All four trays of individual player components came out, along with the four player boards and the two containers with general resources like crates, iron, and cardboard money chits. Rulebook and player aids? Clearly a requirement—this was a first play for everyone—but I was worried that all that jostling from the plastic trays might scratch the finish on the cover pages. (This is mission critical…I’m a nerd and I have to treat my toys like royalty!)

The worker meeples had their own dedicated cloth bag from the game box, so I threw that in. Then, I grabbed my handy BGG microfiber drawstring bags (the ones with the circular bottom, obviously) for the other bits: factory tiles, upgraded department tokens, expert worker tokens, round markers, local market demand tiles, starting tokens.
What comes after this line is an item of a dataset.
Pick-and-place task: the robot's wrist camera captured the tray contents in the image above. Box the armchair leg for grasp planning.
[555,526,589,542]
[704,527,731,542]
The solo bits and the expansion extras were left behind—I never include mini expansions on my first play—and that left me with a very reasonable set of items in the backpack.

The best part about Nippon: Zaibatsu’s footprint might be its strangely normal-sized board. As a man expecting a double-sided, tri-fold board with a decent amount of heft, I was shocked (in a good way) to find that this game’s main board is the same size and weight as the board for your thousand-year-old copy of Monopoly or Clue.

All of this made throwing the game into the bag easier. I zipped up the bag and made it to game day a few minutes late. No one cared that I had thrown all the game’s components, piecemeal, into the bag, and the initial concerns of scratches on the player aids and game manual were as silly as they sounded when I made the argument above.

The world carried on, as one would expect. But now that I’ve gone through it—how have I not faced this issue before? Shouldn’t I just look at all my games and pick the one that can be dumped, in full, into my backpack for travel? I already toss a lot of the packaging extras when I consolidate SPIEL Essen pickups and try to jam 40 “large square” (12”x12”x3”) titles into two checked bags, so this shouldn’t be such a stretch.

The truth of it is that I love arriving at game night with the original packaging. I love posting up at a friend’s house or a game cafe with the game box at one end, with the box’s bottom half tucked behind, then into, the top half cover so that everyone can see the title of the game. There’s something satisfying for me when I wrap up a game and put everything back in its proper place with some help from a friend or two.

In many ways, teardown can be just as satisfying as setup, even if I don’t subscribe to the same philosophy as our old friend Eric.

For now, I’m a little more comfortable pivoting when needed. And I’m lucky to say that I can usually avoid any issues on this front most weeks…because I’m usually the one hosting game night.